I would encourage us all to pause and reflect on the work of the cross. What is the cross of Christ? It is the action of God. It’s a singular act, one-time act in history that encompasses all hopes of redemption. So it’s the story of all human reconciliation of God. It’s a one-time act of God. This action is made present to us even now by the work of the Holy Spirit.

The cross is also a revelation. In the death and resurrection of Christ, we come to behold the depth of the Father’s love. Jesus reveals the Father. The cross reveals the self-offering of love between Jesus and the Father and the Holy Spirit.

The cross is also teaching us something about the very shape of all creation. The world is created to reflect this self-offering of love. This great exchange of love.

The cross is the pattern of Christian discipleship.Paul will point to the cross as a pattern of considering others greater than ourselves; pouring out our life on behalf of others. It is the shape of love.

The cross is also good news and great joy. There is much to be said about the joy inherent in the work of the cross. This is just the beginning of ways of meditating on the work of the cross we keep coming back to it. Keep rehearsing the story of God’s love for us revealed in the life, death and resurrection of Jesus Christ.

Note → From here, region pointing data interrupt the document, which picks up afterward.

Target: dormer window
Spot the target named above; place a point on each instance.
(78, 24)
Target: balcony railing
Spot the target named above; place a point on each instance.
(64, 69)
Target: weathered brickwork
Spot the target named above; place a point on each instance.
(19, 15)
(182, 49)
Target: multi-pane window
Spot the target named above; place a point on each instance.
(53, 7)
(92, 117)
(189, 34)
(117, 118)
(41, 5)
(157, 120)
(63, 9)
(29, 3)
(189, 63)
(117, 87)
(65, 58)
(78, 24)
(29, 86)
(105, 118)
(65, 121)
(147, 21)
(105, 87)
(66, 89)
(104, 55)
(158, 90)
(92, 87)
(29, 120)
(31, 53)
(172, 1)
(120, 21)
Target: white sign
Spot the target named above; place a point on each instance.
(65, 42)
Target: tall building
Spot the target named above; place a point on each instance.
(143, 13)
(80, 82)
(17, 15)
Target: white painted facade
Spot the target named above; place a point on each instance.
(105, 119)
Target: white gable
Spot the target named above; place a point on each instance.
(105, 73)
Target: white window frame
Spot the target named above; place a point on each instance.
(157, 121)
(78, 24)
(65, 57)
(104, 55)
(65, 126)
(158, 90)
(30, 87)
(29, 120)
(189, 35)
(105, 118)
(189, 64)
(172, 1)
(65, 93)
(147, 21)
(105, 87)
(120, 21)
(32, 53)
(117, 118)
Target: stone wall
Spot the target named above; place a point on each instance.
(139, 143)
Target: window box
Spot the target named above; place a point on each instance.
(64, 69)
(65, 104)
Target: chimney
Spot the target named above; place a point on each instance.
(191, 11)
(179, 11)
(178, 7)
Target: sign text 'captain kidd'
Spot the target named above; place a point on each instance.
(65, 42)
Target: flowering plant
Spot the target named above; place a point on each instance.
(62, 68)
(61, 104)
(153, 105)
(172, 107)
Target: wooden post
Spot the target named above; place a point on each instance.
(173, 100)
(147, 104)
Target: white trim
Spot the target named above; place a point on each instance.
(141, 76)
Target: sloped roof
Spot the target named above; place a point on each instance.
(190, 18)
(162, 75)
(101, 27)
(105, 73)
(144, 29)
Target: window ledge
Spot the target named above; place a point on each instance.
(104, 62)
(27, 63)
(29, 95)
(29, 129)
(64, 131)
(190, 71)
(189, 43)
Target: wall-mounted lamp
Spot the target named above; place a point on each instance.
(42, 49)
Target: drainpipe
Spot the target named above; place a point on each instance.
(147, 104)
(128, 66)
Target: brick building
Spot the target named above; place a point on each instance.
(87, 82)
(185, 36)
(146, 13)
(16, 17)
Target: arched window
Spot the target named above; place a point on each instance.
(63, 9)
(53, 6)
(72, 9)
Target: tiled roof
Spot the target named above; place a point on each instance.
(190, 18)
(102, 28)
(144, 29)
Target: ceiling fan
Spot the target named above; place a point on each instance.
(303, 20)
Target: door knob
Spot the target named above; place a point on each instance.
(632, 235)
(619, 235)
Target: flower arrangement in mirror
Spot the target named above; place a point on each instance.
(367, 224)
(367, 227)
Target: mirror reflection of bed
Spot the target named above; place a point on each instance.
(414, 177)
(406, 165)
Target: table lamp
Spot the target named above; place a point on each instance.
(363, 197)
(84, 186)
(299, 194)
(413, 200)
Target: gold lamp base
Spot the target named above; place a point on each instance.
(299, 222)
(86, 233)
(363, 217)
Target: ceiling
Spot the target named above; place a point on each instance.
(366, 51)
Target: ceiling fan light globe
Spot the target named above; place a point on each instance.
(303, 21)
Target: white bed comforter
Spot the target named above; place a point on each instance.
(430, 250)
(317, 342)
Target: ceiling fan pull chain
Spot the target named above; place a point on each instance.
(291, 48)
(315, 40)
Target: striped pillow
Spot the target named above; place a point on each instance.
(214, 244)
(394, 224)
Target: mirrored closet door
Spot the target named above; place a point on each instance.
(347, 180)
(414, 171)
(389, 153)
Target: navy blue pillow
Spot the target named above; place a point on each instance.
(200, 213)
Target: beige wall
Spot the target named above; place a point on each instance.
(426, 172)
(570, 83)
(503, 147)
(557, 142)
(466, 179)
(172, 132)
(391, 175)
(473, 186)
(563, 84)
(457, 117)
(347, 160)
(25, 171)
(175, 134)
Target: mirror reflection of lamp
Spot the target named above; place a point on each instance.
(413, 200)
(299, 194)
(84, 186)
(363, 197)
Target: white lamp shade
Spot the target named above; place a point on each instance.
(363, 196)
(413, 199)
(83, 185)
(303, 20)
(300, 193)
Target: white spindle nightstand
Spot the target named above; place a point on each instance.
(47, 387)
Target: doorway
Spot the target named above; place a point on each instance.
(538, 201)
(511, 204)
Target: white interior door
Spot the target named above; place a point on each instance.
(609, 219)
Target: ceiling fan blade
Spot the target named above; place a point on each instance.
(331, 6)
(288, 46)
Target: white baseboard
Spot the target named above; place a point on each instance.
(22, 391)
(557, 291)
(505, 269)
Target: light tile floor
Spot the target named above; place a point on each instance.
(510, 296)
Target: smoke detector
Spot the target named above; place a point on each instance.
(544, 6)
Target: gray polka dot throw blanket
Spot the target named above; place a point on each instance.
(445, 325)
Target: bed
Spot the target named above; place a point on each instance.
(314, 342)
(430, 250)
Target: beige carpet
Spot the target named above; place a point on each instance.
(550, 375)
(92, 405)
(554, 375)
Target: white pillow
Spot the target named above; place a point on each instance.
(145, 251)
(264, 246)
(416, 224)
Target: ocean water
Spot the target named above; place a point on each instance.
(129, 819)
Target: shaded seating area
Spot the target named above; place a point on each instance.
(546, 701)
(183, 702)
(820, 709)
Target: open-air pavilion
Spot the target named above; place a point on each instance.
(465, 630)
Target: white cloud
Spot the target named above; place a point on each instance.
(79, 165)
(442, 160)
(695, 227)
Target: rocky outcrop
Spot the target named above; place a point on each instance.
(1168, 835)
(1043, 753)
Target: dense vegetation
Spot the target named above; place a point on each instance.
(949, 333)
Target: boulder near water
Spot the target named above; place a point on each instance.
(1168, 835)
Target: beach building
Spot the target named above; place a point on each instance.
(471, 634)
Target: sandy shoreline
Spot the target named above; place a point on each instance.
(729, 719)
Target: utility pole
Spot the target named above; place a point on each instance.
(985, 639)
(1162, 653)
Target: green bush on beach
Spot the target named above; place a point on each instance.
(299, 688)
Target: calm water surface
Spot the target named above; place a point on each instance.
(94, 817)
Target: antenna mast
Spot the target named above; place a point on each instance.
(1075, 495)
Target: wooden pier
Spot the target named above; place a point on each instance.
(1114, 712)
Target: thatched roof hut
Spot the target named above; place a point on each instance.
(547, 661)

This week as I thought about the cross, I spent some time rereading old notes I had made from writers who’ve taught me about the cross. I will end with the words of Dumitru Staniloae,

“Only by the cross can we remain in submission to God and in true love towards our neighbors. We cannot purify or develop our own spiritual life, nor that of others, nor that of the world in general, by seeking to avoid the cross. Consequently, we do not discover either the depth or the greatness of the potential forces and powers of this world as a gift of God if we try to live without the cross. The way of the cross is the only way which leads upwards, the only way which carries creation towards the true heights for which it was made.”[3]


[1] Thomas Merton, New Seeds of Contemplation, Abbey of Gethsemani, Inc. (1961), p. 60.

[2] Merton, 59.

[3] Dumitru Staniloae, The Victory of the Cross, SLG Press (1970).